The fire alarm went off at 3:13 a.m. on October 1, 2008, inside a narrow building in Osaka's Namba entertainment district. The manager of Cats, an adult video arcade occupying a cramped floor of a multi-tenant building, heard the alarm and shut it off. He assumed it was a false alarm. It was not. Smoke was already filling the single hallway that connected thirty-two tiny rental rooms -- each barely large enough for a person to lie down -- to the only exit. Twenty-six customers and three employees were inside. Within minutes, carbon monoxide would claim fifteen lives. A sixteenth victim, Hirokatsu Igawa, would die in hospital two weeks later.
Cats was a type of establishment common in Japanese cities: a private video booth rental business where customers paid roughly 1,500 yen -- about fifteen dollars -- for a small room with a screen and a door that locked from the inside. Many customers used the rooms as an inexpensive place to sleep overnight. The rooms lined both sides of a single narrow corridor, and the only way in or out of the business passed through the reception area. There were no windows. No sprinklers. No smoke ventilation system. The building met minimum fire code at the time of its opening, but those codes had never anticipated what would happen when fire erupted in a sealed corridor full of sleeping people with nowhere to go. Some 120 firefighters responded and brought the blaze under control in ninety minutes, but for the sixteen who died, the lethal agent was not flame but invisible carbon monoxide filling those sealed rooms like gas chambers.
Police arrested forty-six-year-old Kazuhiro Ogawa, an Osaka resident who had been living on welfare, within hours of the fire. He told investigators he had set the blaze after deciding to end his own life. He was depressed, unemployed, and told police he believed his life was meaningless. But when smoke began filling his rented room, Ogawa panicked. He fled through the corridor and escaped the building -- the very exit that dozens of other people in those locked, windowless rooms could not reach in time. Ogawa's confession was straightforward, but when his trial began in September 2009, he reversed course, pleading not guilty. He claimed he had only confessed because he assumed his own cigarette had started the fire. The court did not believe him.
On November 21, 2009, an Osaka district court found Ogawa guilty of arson resulting in death. On December 17, the court sentenced him to death. The severity reflected both the scale of the tragedy and the deliberate nature of the crime. Ogawa appealed the sentence through every level of the Japanese judicial system. In 2014, the Supreme Court of Japan rejected his final appeal. Justice Tomoyuki Yokota stated that the fire had caused 'an extremely large number of casualties,' that 'the impact and anxiety on society is great,' and that there was 'no reason to consider the motives and circumstances behind the decision to commit suicide' as mitigating factors. Ogawa remains on death row, where Japanese inmates receive no advance notice of their execution date -- a practice that has drawn criticism from international human rights organizations.

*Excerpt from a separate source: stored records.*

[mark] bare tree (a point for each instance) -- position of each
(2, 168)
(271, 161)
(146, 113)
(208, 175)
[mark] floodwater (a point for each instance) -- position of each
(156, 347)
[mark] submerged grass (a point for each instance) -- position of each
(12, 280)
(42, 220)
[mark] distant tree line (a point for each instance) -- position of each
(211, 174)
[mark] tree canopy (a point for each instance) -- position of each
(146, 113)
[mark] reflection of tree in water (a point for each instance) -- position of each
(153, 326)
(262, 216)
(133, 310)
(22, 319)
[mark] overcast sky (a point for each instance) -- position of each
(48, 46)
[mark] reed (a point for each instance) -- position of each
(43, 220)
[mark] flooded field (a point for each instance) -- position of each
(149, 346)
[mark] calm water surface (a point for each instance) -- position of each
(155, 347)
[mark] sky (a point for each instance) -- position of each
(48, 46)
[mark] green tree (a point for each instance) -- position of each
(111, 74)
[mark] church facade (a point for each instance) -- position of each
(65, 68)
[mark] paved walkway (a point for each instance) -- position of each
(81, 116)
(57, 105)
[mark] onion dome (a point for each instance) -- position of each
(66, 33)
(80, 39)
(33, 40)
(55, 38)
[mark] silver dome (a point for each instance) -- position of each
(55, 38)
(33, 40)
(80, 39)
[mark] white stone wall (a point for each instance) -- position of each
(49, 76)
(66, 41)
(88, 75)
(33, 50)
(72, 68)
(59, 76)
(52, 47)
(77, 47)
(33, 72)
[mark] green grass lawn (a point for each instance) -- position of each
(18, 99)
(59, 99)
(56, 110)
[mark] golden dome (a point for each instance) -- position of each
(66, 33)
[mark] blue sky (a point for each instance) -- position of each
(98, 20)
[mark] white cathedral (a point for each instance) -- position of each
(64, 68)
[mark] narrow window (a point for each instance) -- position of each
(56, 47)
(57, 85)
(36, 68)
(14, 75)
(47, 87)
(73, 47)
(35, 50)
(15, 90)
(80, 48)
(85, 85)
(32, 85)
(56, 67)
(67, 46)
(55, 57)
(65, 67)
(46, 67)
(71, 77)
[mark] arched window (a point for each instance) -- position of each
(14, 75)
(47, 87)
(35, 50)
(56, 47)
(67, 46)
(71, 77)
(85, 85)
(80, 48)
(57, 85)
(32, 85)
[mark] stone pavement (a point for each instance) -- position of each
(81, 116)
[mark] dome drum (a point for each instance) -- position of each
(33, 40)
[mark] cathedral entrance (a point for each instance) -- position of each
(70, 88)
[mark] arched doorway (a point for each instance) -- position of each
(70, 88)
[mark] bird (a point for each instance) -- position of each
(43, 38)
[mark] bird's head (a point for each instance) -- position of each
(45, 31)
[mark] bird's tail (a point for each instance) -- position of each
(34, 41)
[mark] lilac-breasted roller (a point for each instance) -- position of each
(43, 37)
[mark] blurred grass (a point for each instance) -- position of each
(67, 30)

Investigations after the fire revealed a cascade of safety failures that turned a manageable situation into a mass casualty event. The building's fire alarm had been triggered correctly, but the manager silenced it, treating it as a nuisance rather than a warning. The emergency lighting and exit guidance systems were either nonfunctional or inadequate. The rooms had no secondary means of escape. The tragedy prompted a national reassessment of fire safety regulations for small commercial spaces in Japan, particularly businesses that allowed overnight stays in enclosed rooms. Internet cafes, manga cafes, and video booth operations across the country faced new inspections and tighter requirements for emergency exits, sprinkler systems, and alarm protocols. The Cats fire became a cautionary reference point in Japanese fire safety policy -- a reminder that building codes written for one type of use can become death traps when the actual use diverges from what regulators imagined.
Located at 34.66°N, 135.50°E in the Namba district of central Osaka, one of Japan's densest urban entertainment zones. The building where the fire occurred was part of the multi-tenant commercial strip near Nanba Station. From the air, Namba is identifiable by the convergence of major rail lines and the dense grid of narrow streets south of the Dotonbori canal. Osaka International Airport (Itami, RJOO) lies approximately 10 nautical miles to the north-northwest. Kansai International Airport (RJBB) is approximately 26 nautical miles to the south-southwest on its artificial island in Osaka Bay.